Earth provides enough to satisfy every man's need, but not every man's greed. Gandhi

by Cyrille (cyrillev domain yahoo.fr) on Tue Mar 11th, 2008 at 11:51:10 AM EST
[ Parent ]
"perception" did not refer to economic inequality, but to the perception that the less wealthy would end up paying for the crisis.

You're right. I got it confused with the part about "feeling" that there is increasing inequality. My bad. I'll maintain that Jerome's reading is closer to what the piece was meant to convey, however.

And I dispute your statements about the anti-americanism point. No, expressing it that way is not a sure sign that the [author] is either confused or mendacious. I could have written that sentence, yet I am pretty clear about who screwed up, and have no intention to make people believe that it was those opposing Bush.

Alright, I was probably a bit harsh there; the statement by itself isn't necessarily mendacious or confused. But given the context of the rest of the article - that is, given that the rest of the article is brimming with similar evidence of deliberate mendacity or astounding confusion (not that the two are mutually exclusive, of course - just look at Answers in Genesis) - I think that it is an entirely reasonable interpolation to assume that this is also the case here.

Mostly, I feel, perhaps wrongly, that by denying the possibility of there being even one neutral sentence in the article we do not greatly enhance our credibility towards those who would not be full converts...

This is a possibility, of course, and one that should be taken seriously in our communication strategy.

On the other hand, blanket dismissal is an entirely valid strategy when dealing with cranks - even if they may have an innocuous sentence or two buried in their screeds. Because acknowledging the existence of an innocuous (or even correct) sentence gives the impression that the correct bits are in sufficiently reasonable proportion to the incorrect bits to be worth mentioning. This is generally not the case.

Precisely how to balance these requirements in our communication is an issue I will happily leave to those more competent in public communication than myself.

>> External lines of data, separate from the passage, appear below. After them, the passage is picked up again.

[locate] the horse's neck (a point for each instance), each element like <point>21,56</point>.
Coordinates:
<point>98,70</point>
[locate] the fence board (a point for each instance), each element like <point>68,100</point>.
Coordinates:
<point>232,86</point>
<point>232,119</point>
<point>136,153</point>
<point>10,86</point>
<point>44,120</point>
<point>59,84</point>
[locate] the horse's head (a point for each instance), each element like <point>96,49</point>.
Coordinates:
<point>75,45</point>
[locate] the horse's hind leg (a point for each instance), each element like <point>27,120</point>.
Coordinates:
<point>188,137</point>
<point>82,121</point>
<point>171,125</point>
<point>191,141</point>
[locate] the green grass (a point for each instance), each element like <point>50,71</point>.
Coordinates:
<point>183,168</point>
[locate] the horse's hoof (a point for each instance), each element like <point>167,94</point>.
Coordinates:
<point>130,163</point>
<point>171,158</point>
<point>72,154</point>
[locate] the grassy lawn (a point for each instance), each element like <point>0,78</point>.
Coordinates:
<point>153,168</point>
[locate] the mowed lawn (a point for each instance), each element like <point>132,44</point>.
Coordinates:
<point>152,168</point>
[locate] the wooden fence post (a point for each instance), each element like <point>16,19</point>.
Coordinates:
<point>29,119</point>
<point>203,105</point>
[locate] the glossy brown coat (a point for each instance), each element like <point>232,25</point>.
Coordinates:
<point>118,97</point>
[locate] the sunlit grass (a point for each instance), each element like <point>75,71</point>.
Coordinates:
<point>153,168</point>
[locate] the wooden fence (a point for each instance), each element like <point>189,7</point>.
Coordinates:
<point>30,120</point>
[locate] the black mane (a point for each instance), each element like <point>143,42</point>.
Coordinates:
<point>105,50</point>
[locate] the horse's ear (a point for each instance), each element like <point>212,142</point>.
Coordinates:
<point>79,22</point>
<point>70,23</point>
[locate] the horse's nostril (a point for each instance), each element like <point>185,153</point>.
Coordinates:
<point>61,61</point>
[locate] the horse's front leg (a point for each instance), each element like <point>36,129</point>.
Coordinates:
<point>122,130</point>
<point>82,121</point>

More generally, however, your criticisms of the interpretation given in the diary would be both valid and persuasive if the original article had been written in good faith, by an honest broker in the debate. But the evidence - both in the article itself and given the venue of its publication - points massively to the conclusion that it is neither.

And when you're dealing with dishonest shills, you need to discredit them as fast as possible and as dirty as necessary. Because if you engage them in a reasonable debate, you'll get worn down by simple attrition: Making shit up is a lot faster than rebutting it, and the shills have a lot more manpower (and funding) than we do.

- Jake

Friends come and go. Enemies accumulate.

by JakeS (JangoSierra 'at' gmail 'dot' com) on Tue Mar 11th, 2008 at 01:54:15 PM EST
[ Parent ]
If we shouldn't claim that anti-americanism is a non-existing thing, we should define it. How is it defined? Is it hatred of all (or most) Americans? Of all  (or most) things American? If so how many people would fall under that definition, and what influence could they have?

In fact there are only two definitions that make sense: anti-americanism as a species of anti-imperialism, that is opposing American imperial power; or alternatively as the opposite of "americanism" (considered as a synonym for US exceptionalism) i.e. anyone not believing that the US is better than everybody else is anti-american.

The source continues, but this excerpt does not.